19 Dezembro 2016
Mesmo que Boston, Chicago e Washington D.C. sempre tenham sido forças importantes na vida Católica norte-americana, elas não estiveram sempre alinhadas. No entanto, certamente este não é o caso em 2016, quando se poderia dizer que estas três cidades formam agora um "eixo-chave" para o Papa Francisco na Igreja dos EUA.
A reportagem é de John L. Allen Jr., publicada por Crux, 15-12-2016. A tradução é de Luísa Flores Somavilla.
Ao longo da história católica norte-americana, as arquidioceses de Boston, Washington e Chicago sempre foram importantes centros de influência, geralmente liderados por párocos fortes, com perfis nacionais e internacionais.
Na década de 80, no Vaticano de João Paulo II, talvez nenhum estadunidense tenha sido mais influente de que o cardeal Bernard Law, de Boston, até a explosão dos escândalos de abuso sexual que acabaram custando seu trabalho em 2003.
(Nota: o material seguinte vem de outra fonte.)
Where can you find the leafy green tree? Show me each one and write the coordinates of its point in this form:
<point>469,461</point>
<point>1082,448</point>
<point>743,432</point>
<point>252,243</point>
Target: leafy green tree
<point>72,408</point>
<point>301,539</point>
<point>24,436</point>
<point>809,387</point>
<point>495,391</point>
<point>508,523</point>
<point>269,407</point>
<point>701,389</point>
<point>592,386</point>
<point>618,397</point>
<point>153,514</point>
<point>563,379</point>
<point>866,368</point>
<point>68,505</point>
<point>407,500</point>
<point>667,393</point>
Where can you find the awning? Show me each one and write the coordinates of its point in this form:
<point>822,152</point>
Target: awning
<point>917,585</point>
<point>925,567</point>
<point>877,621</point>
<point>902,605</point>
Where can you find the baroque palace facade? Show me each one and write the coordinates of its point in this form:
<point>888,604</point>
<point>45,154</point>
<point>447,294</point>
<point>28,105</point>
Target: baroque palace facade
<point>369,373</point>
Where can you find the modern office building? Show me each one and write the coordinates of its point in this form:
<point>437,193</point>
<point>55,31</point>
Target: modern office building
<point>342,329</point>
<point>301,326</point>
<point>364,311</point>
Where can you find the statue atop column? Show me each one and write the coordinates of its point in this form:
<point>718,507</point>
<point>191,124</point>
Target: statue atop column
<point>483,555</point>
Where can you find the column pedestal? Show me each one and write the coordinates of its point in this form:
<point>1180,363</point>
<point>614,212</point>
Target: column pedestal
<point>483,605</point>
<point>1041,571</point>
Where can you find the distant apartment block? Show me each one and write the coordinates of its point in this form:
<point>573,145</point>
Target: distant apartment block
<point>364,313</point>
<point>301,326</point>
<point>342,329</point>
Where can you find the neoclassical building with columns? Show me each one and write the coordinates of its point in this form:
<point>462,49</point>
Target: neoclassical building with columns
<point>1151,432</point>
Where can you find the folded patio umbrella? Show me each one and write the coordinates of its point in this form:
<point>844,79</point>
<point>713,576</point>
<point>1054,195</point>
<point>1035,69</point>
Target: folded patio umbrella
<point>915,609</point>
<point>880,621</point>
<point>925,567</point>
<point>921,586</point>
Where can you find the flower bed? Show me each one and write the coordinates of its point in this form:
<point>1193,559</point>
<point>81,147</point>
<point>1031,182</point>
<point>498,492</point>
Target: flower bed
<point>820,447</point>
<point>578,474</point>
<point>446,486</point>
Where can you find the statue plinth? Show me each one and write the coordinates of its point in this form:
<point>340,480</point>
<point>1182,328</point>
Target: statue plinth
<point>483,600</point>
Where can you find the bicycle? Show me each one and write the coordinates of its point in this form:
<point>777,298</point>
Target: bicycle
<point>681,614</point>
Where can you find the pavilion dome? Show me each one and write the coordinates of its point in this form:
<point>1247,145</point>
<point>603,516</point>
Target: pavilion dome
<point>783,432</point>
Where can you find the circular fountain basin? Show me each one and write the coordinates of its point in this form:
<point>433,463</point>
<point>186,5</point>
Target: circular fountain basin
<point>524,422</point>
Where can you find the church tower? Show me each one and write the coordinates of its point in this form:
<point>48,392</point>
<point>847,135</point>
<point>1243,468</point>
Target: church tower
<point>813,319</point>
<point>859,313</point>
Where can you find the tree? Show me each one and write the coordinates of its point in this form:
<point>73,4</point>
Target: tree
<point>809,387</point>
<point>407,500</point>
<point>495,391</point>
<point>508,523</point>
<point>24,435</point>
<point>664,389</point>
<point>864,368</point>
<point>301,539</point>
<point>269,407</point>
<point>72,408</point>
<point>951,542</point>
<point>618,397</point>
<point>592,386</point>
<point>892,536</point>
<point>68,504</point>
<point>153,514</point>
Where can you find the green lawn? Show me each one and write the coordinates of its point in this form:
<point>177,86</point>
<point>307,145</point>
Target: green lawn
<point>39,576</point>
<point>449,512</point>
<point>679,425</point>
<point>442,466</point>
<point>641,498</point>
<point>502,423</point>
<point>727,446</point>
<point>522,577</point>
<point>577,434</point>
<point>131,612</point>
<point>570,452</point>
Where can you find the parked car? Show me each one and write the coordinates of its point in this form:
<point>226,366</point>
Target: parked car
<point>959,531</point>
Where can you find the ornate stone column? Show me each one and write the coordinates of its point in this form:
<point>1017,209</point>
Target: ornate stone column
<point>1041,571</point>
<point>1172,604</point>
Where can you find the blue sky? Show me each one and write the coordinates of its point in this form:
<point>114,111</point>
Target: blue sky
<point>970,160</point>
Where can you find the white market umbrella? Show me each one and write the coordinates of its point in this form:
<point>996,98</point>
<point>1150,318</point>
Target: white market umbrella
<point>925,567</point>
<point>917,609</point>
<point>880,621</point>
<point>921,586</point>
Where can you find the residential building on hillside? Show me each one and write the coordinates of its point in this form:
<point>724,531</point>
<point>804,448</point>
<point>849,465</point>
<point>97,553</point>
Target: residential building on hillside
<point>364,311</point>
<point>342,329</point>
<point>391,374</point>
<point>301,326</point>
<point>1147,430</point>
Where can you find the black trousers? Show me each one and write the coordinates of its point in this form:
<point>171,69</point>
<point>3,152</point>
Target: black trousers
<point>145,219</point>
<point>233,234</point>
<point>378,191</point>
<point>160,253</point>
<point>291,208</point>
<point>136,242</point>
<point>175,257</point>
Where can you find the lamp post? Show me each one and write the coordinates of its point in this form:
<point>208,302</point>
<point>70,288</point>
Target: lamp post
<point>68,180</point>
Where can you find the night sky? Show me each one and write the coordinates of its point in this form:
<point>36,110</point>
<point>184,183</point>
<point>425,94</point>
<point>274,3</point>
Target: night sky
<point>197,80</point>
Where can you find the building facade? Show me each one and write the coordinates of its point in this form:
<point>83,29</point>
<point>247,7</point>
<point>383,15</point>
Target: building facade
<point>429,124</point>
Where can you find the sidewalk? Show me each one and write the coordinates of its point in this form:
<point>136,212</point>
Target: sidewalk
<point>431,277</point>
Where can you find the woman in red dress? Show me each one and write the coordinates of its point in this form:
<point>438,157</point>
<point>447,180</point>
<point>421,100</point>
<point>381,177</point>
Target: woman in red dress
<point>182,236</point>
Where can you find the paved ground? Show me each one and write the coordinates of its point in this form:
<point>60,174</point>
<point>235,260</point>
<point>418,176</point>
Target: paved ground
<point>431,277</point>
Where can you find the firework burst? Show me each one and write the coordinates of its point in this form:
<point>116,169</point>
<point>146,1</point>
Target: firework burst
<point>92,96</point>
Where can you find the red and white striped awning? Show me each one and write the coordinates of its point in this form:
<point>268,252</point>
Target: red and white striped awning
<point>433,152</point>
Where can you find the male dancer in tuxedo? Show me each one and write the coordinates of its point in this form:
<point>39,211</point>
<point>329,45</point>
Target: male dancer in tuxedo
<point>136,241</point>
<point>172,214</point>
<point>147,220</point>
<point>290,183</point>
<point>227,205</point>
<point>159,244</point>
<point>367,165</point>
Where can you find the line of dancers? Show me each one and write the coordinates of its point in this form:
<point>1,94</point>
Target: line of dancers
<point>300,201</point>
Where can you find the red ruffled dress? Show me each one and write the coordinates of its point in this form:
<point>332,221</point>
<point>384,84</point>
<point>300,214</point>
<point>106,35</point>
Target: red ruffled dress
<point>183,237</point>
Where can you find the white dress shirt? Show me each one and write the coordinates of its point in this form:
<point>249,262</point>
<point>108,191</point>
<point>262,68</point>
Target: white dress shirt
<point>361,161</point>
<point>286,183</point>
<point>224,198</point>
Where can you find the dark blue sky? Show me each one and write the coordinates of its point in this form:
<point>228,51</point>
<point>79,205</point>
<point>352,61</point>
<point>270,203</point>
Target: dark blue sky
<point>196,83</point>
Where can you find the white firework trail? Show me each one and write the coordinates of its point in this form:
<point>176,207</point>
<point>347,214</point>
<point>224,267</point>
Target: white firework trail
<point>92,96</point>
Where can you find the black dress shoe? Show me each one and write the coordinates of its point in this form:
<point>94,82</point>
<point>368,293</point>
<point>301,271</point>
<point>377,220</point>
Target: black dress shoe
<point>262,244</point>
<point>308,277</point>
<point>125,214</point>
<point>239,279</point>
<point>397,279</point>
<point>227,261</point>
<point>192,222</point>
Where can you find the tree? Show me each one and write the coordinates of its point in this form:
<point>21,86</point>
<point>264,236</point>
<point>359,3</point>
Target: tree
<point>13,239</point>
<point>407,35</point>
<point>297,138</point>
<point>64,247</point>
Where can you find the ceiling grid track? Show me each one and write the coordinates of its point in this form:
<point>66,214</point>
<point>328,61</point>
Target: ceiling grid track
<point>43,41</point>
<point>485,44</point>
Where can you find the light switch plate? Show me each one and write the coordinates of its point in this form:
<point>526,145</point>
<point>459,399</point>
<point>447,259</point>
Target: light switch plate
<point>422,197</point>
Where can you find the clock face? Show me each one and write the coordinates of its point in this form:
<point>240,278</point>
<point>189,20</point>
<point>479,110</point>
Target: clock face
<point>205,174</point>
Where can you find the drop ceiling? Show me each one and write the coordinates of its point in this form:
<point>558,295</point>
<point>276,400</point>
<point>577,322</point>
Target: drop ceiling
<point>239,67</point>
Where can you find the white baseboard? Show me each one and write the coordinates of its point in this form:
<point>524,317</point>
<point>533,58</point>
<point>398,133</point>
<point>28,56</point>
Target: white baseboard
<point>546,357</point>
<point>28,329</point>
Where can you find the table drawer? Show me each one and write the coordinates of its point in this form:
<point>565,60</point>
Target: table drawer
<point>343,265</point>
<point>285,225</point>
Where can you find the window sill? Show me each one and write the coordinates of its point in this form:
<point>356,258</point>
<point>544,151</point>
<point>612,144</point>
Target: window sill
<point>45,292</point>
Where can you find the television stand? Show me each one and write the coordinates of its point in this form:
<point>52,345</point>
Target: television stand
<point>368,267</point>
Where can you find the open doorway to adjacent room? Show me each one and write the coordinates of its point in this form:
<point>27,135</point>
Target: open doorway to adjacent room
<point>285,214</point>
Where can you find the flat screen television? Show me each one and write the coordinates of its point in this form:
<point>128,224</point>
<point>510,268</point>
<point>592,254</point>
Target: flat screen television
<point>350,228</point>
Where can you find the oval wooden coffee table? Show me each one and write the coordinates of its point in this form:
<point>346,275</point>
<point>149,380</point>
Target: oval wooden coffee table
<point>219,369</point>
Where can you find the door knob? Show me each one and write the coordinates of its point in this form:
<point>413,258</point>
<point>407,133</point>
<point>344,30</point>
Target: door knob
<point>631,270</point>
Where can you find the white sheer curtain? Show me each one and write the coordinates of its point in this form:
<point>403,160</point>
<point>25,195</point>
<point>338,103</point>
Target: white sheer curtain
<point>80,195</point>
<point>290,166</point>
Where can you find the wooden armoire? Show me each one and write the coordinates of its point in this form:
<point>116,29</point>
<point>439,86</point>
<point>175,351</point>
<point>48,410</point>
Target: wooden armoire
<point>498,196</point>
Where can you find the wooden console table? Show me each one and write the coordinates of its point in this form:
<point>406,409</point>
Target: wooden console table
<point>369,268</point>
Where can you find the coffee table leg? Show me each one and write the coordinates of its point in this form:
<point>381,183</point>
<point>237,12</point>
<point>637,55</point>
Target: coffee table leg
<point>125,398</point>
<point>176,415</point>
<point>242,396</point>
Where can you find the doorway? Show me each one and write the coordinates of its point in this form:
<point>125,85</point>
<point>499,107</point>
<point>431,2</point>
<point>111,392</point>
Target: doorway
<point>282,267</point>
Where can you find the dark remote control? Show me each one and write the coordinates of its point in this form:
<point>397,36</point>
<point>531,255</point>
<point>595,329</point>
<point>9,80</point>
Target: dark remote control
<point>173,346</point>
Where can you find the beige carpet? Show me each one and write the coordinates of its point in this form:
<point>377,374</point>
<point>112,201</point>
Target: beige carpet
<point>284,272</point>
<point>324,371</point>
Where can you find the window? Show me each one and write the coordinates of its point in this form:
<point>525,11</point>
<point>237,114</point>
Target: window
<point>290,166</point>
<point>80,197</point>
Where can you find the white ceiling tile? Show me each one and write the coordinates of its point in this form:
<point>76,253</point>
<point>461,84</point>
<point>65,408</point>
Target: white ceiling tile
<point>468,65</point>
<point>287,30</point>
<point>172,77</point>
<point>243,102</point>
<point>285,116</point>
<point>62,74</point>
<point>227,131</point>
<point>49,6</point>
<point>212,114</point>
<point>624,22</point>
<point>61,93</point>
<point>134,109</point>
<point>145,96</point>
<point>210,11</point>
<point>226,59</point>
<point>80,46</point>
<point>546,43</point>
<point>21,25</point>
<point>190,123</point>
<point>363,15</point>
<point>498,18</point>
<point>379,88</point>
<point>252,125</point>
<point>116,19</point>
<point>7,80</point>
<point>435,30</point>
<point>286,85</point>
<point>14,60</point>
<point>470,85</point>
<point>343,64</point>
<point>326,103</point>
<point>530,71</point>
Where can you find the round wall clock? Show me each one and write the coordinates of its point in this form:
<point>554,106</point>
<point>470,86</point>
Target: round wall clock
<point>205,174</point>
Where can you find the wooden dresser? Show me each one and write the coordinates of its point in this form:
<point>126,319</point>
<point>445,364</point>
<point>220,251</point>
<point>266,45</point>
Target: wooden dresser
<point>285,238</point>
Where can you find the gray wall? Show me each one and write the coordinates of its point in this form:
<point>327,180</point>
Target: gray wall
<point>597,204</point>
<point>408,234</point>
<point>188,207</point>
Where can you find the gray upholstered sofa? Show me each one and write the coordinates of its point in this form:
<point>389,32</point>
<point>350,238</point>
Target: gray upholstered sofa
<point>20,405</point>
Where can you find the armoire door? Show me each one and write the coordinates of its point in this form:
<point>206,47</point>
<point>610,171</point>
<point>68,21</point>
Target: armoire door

Na maior parte do tempo, o Cardeal James Hickey, de Washington, permaneceu lado a lado com Law, como mediador do poder e aliado do Papa.
Igualmente, nenhum religioso estadunidense teve mais influência durante este período do que o cardeal Joseph Bernardin de Chicago, em sua ética da "túnica inconsútil", propiciando uma visão um tanto diferente da Igreja e de seu papel na cultura, muito mais direcionada à justiça social.
Vinte anos mais tarde, os papéis geográficos estavam um pouco invertidos. O Cardeal Francis George, de Chicago, era considerado o principal intérprete intelectual de João Paulo II e Bento XVI nos Estados Unidos, enquanto o cardeal Theodore McCarrick, de Washington, durante o trabalho e depois de sua suposta aposentadoria ("suposta", porque ele fez mais coisas após deixar o cargo do que a maioria faz enquanto está trabalhando), era visto como um ponto de referência reformista de centro-esquerda.
Após o ano de 2003 e a partida de Law, o novo cardeal Sean O'Malley, de Boston, estava tão focado em administrar crises internas que não emergiu como líder nacional e internacional até muito depois.
Como ilustram esses exemplos, mesmo que Boston, Chicago e Washington sempre tenham sido forças importantes, elas nem sempre estiveram alinhadas. Às vezes, até mesmo representaram perspectivas eclesiológicas, teológicas e políticas opostas.
No entanto, certamente este não é o caso em 2016, quando se poderia dizer que estas três cidades formam agora um "eixo-chave" para o Papa Francisco na Igreja dos EUA.
A Igreja de Chicago é liderada pelo Cardeal Blase Cupich, principal escolha episcopal de Francisco nos Estados Unidos, em clara sintonia com as pautas do Papa.
Ele estendeu a mão para gays e lésbicas, apoiou os pedidos em prol da Comunhão a católicos divorciados e recasados civilmente feitos nos dois Sínodos dos Bispos sobre a família e se constituiu amplamente como líder do eleitorado mais progressista dentre os bispos.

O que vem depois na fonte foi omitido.